A total of 11,991 properties went to closing across the commonwealth during the month, according to figures reported by the Virginia Realtors trade group.
That’s down 11.6 percent from a year before, owing largely to the ongoing dearth of inventory in many parts of the state.
While sales are down, prices keep rising. The median sales price of all homes that went to closing statewide in April was $390,000, an increase of 9.1 percent from a year before and well above the median price of $365,000 recorded for the first four months of this year. (For the first four months of 2021, the median sales price was $335,000.)
The higher sales prices are a result of “a persistently high demand” in many nooks and crannies of Virginia, said Virginia Realtors’ chief economist Ryan Price, who added that while the market may cool in the months ahead, there is minimal risk of a doomsday scenario.

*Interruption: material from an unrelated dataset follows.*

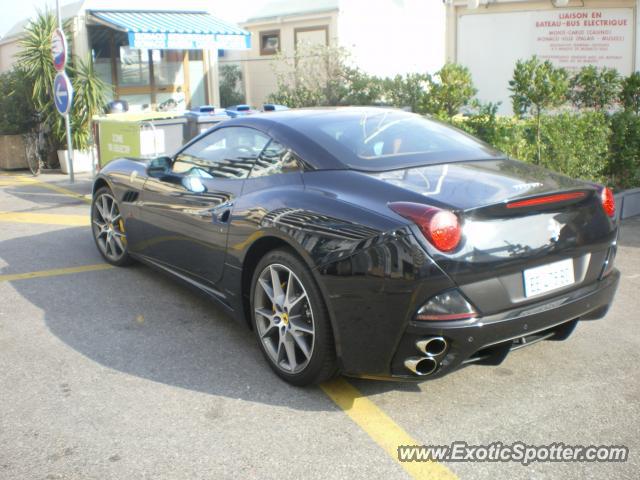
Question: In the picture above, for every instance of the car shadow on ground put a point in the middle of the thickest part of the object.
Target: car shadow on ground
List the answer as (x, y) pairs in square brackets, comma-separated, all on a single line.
[(140, 322)]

“Home prices will rise at a lower rate than they have been, but there are no apparent risks of a price drop across most local markets,” he said.
With about 15,500 homes on the market at the end of the month – down 11 percent from a year before – the total months of supply stood at 1.2, down from 1.4 a year ago and tilted decidedly in favor of sellers.

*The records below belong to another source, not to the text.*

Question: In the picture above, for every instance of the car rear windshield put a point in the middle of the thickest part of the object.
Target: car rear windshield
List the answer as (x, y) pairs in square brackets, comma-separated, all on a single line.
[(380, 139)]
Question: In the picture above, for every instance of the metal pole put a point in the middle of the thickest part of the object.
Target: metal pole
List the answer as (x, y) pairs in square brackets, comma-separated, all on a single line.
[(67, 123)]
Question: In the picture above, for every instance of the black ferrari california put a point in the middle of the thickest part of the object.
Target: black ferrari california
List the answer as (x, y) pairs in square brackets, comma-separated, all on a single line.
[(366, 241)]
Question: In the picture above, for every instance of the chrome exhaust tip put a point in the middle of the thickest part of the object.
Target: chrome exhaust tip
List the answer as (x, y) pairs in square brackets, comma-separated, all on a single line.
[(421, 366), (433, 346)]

Despite the higher prices, it was a challenge to convince some vascillating homeowners to get their properties on the market. The number of new listings in April was down 14.3 percent from a year before, meaning buyers had 2,600 fewer opportunities than they had then.
(On the plus side for buyers, the number of active listings increased almost 14% from March to April, proving that the seasonal nature of the market is back. There are “some signs” that the inventory shortage might be bottoming out, Price said.)
The amount of time it took for a deal to be consummated also fell, from an average 25 days in April 2021 to 19 days in 2022, a further indication that sellers remain in the driver’s seat.
Year-over-year sales volume for the month dipped slightly due to the reduced sales totals, declining from $6 billion to $5.8 billion. For the first four months of the year, the $18.1 billion in home sales was on par with 2021.
Across the eight broad geographic regions of the commonwealth, year-over-year sales were up in Southside Virginia, West-Central Virginia and the Shenandoah Valley and effectively flat in Southwest Virginia. But the major population centers posted declines: Northern Virginia was down 18.1 percent (to 4,328), Hampton Roads saw 12.7 percent fewer sales and central Virginia, including the Richmond area, posted at 7.4-percent decline.
Median sales prices were up in all reporting areas, mostly by double digits. Median prices ranged from $168,000 in Southside Virginia to $605,000 in Northern Virginia.
Mortgage rates in recent months have been hovering about 5 percent, still low by historic norms but a shock to the system of buyers who a year ago would have been locking in 3-percent mortgages to borrow for homes.
“Rising rates will cool demand in the months ahead,” Price predicted. But, at the same time, “the economic and demographic fundamentals that support housing demand in Virginia remain very strong,” he said.